Question

If 'S' is stress and 'Y' is Young's modulus of a wire material, then energy stored in the wire per unit volume is?
A. $\dfrac{{{S^2}}}{{2Y}}$
B. $\dfrac{{2Y}}{{{S^2}}}$
C. $\dfrac{S}{{2Y}}$
D. $2{S^2}Y$

Answer 1

Hint: When we apply force to stretch or to compress a particular material there will be change in length of that material. That change can happen along the direction of applied force or perpendicular to the direction of applied force or length might change in three dimensions due to that application of force.

Complete answer:
When a force is applied on the given cross section area then it will produce the stress which is given by the ratio of force applied to the cross-section area.
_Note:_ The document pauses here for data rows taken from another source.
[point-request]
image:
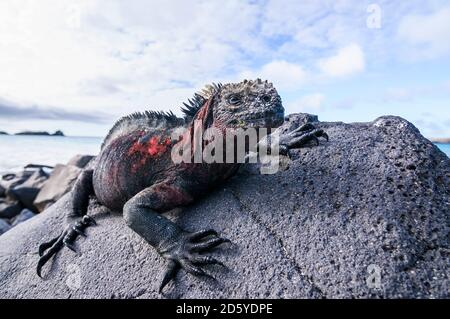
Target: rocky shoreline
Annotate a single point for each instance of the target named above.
(25, 194)
(364, 215)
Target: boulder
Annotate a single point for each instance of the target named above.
(80, 160)
(4, 226)
(23, 216)
(11, 180)
(364, 215)
(26, 192)
(60, 182)
(10, 209)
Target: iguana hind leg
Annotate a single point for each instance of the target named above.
(78, 221)
(183, 249)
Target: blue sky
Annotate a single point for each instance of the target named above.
(78, 66)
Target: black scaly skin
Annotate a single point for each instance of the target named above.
(134, 172)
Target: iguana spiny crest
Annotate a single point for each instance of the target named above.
(245, 104)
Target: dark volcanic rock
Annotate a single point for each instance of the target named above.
(26, 193)
(364, 215)
(60, 182)
(23, 216)
(9, 181)
(10, 210)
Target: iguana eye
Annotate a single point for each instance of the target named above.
(235, 99)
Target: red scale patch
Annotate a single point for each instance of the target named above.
(154, 147)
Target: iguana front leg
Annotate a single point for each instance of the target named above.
(78, 220)
(181, 248)
(300, 137)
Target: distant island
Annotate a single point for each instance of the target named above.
(43, 133)
(443, 140)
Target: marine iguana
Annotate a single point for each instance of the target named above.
(135, 174)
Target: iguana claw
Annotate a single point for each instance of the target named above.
(301, 136)
(66, 238)
(184, 253)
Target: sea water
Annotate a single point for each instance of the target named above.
(18, 151)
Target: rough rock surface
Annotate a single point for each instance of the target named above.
(59, 183)
(364, 215)
(4, 227)
(9, 210)
(80, 160)
(23, 216)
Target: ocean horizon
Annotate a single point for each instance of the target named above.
(19, 151)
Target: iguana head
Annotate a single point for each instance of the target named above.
(240, 105)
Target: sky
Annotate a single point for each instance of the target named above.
(80, 65)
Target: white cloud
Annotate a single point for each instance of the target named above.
(428, 34)
(308, 103)
(283, 74)
(348, 60)
(398, 94)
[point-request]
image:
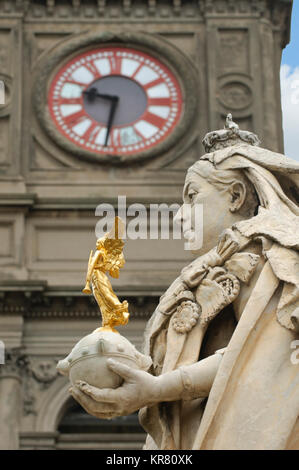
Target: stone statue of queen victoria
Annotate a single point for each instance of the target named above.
(223, 372)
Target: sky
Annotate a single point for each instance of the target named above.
(290, 88)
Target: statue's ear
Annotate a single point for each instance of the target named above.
(238, 195)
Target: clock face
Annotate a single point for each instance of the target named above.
(116, 101)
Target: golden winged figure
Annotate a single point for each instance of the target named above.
(108, 258)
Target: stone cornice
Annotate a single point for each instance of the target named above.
(17, 200)
(68, 304)
(179, 10)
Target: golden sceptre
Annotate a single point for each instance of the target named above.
(108, 257)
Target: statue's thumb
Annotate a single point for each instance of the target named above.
(121, 369)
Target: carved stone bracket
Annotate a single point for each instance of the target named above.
(16, 363)
(40, 373)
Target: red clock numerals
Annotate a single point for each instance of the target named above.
(163, 108)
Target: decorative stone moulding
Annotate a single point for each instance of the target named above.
(156, 47)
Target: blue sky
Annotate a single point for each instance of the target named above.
(290, 88)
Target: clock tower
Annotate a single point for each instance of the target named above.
(106, 99)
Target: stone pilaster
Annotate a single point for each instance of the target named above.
(10, 398)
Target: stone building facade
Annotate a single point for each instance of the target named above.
(225, 55)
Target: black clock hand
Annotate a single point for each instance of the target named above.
(92, 94)
(114, 102)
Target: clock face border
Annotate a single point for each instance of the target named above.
(153, 125)
(157, 48)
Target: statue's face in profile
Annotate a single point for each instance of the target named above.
(219, 211)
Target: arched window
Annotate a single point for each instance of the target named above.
(79, 430)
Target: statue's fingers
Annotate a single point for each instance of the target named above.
(123, 370)
(89, 404)
(105, 395)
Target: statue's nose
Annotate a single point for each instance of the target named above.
(178, 218)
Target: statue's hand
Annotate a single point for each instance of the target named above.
(138, 390)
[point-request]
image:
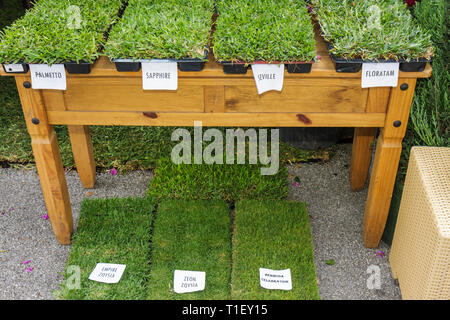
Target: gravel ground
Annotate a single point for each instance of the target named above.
(336, 217)
(336, 222)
Due to the application of force the ratio of change in length to the original length is called strain. The ratio of stress and strain is called as young’s modulus which is denoted by ${\text{Y}}$
Now when we apply force in one direction then length will change along that direction and will also change along perpendicular direction. So strain will be created in both directions. The perpendicular strain is called lateral strain and the parallel strain to the direction of application of force is called longitudinal strain. The ratio of lateral to the longitudinal strain is called the poisson's ratio and denoted by $\eta $.
Here we will consider only about longitudinal strain.
The ratio of stress and strain is called young’s modulus.
Due to longitudinal stress the potential energy stored per unit volume in the wire will be
$\eqalign{
  & U = \dfrac{1}{2}\left( {{\text{stress}}} \right)\left( {{\text{strain}}} \right) \cr
  & \Rightarrow {\text{stress/strain = Y}} \cr
  & \Rightarrow U = \dfrac{1}{2}\left( {{\text{stress}}} \right)\left( {\dfrac{{{\text{stress}}}}{Y}} \right) \cr
  & \Rightarrow U = \dfrac{{{{\left( {{\text{stress}}} \right)}^2}}}{{2Y}} \cr
  & \therefore U = \dfrac{{{S^2}}}{{2Y}} \cr} $

Hence option A will be the answer.

Note:
Due to application of force there will be lateral strain too. But in this derivation we are not considering it. We can assume this as a normal spring which is elongated. When the spring is elongated energy will be stored in it. We don’t consider lateral elongation of spring over there. This is exactly like that.